Patients started puberty at different timing of the treatment period; some patients started at the beginning of therapy, some patients after some years and could have influenced the statistical significance of the height gain during the therapy. These differences could have influenced growth in GH deficient patients, whose diagnosis was done in line with international protocols. All the patients showed a pathological short stature, low growth velocity, delayed bone age and documented by two pathological tests (GH < 8 ng/ml).

These results could be explained by the high rates of adherence, above 85%, found in the study, which guarantees an appropriate growth velocity. Accordingly, IGF-1 significantly increased during treatment, remaining within the normal range. The final height shows a significant correlation with target height, suggesting a possible main role of parental height in the setting of GH deficiency, although it is controversial in the literature. Indeed, some studies demonstrated a higher final height after r-hGH treatment compared to the target in congenital adrenal hyperplasia [28]. On the contrary, no correlations were found in Prader-Willi syndrome [29]. Further studies properly designed are needed to better understand the role of the genetic background on final height, as shown in children with GH deficiency associated with SHOX deficiency [30].

Finally, the highest treatment adherence was reached when the dose was provided by parents, when no pain occurred and when all sites of injection were selected. These results derived from questionnaire ad hoc designed to screen r-hGH treatment satisfaction, suggesting that parents and patients need information and training to improve the treatment adherence. Once again, the multifactorial characteristics of treatment adherence are confirmed, in the chronic daily r-hGH therapy. However, a pharmaco-economy evaluation should be necessary in this setting, to compare the r-hGH doses used, the missed doses and the efficacy of the treatment. To this purpose, an electronic device able to recognise patients with poor adherence is fundamental in the global strategy aiming at bypassing all challenges in r-hGH therapy.


The strength of our study is characterized by the evaluation of both efficacy and adherence of r-hGH treatment using a real-life monocentric approach. Moreover, the complete evaluation of adherence using both questionnaires and electronic devices, allows at confirming the multifactorial nature of treatment adherence.

The injection-recording system and the possibility to monitor the real recipient of the treatment by easypod™ could enhance the ability of the physicians to monitor adherence to r-hGH.

Furthermore, r-hGH treatment is an expensive therapy, guaranteed in Italy by the national health system for the treatment of the authorized diseases. This condition requires an accurate surveillance with the finality of reducing waste and of containing costs. These goals significantly contribute to optimize r-hGH treatment and to allow this expensive therapy to all the patients who need it.

The questionnaire proposed to our patients could be used to increase surveillance on r-hGH treatment adherence and to prevent potential causes of reduced compliance. However, the discordance between the questionnaire answers and the easypod™ records induce to choose the electronic device to obtain a real report of administered doses.

However, the main limits of our study are the low number of enrolled patients and the lack of a control group. For the limited number of patients with diseases other than GH deficiency, the comparison of compliance with r-hGH treatment in subjects affected by different diseases could not be statistically evaluated.
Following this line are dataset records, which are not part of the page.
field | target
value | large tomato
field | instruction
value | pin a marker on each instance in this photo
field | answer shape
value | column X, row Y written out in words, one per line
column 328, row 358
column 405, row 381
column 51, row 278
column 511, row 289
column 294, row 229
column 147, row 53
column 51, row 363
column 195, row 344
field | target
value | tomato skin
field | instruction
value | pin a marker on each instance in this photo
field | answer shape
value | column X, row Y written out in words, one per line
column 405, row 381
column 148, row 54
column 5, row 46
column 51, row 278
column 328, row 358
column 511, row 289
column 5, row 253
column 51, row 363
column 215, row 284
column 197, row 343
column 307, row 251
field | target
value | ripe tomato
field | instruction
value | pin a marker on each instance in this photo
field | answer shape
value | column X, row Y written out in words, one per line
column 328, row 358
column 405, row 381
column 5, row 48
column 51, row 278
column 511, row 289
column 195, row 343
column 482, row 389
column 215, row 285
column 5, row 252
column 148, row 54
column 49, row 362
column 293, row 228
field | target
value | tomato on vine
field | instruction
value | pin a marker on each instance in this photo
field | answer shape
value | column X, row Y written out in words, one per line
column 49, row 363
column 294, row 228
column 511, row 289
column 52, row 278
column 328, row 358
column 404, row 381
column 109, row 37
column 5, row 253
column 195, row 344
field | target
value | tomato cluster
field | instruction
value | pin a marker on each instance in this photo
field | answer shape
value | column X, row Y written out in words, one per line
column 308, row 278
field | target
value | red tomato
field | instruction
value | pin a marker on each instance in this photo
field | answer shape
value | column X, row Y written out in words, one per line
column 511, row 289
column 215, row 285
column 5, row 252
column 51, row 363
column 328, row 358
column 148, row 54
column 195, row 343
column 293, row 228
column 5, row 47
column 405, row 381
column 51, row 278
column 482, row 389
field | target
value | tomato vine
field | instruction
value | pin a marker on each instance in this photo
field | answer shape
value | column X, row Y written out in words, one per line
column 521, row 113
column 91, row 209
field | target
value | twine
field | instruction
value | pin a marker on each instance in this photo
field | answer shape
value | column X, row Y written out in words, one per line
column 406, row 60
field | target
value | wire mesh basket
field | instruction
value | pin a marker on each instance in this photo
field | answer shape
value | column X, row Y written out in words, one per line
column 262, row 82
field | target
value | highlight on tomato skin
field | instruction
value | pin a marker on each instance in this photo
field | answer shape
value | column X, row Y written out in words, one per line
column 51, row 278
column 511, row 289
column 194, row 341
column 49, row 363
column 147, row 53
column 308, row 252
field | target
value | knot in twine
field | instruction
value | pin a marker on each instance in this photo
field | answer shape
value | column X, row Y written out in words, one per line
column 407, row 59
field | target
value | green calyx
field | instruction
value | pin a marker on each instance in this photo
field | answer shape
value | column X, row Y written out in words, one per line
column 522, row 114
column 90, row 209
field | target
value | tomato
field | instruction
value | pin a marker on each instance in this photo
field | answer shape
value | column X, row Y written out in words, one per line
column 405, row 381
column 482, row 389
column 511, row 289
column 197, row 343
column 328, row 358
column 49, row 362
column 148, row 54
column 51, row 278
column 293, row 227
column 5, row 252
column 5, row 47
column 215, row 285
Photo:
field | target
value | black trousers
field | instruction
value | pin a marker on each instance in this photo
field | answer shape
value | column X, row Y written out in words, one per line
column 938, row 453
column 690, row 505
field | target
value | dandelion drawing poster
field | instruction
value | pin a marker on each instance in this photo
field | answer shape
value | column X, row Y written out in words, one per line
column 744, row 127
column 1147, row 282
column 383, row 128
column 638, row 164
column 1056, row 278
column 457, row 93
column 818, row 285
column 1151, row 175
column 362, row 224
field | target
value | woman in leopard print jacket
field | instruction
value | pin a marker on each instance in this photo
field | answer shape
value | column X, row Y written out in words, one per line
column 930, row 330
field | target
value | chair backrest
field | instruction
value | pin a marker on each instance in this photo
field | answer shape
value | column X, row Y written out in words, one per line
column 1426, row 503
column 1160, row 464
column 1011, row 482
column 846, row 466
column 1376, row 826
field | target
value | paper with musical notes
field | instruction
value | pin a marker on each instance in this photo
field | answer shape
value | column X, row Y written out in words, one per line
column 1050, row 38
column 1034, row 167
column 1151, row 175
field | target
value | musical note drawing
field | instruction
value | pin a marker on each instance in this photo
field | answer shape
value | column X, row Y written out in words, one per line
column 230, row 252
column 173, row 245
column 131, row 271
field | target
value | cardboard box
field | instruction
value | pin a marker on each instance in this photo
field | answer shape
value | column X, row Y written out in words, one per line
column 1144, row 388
Moreover, both patients and parents are aware that adherence is monitored during the study, and that a good adherence to the therapy influences the final height. Future larger multicentre observational trials based on real world data should be useful to better understand and describe the effectiveness and the adherence of r-hGH treatment.

In conclusion, easypod™ is an electronic device able to monitor the adherence to daily r-hGH treatment in children and adolescent with GH deficiency as well as in patients who need other expensive treatment self-managed by the family at home, which need adherence and surveillance.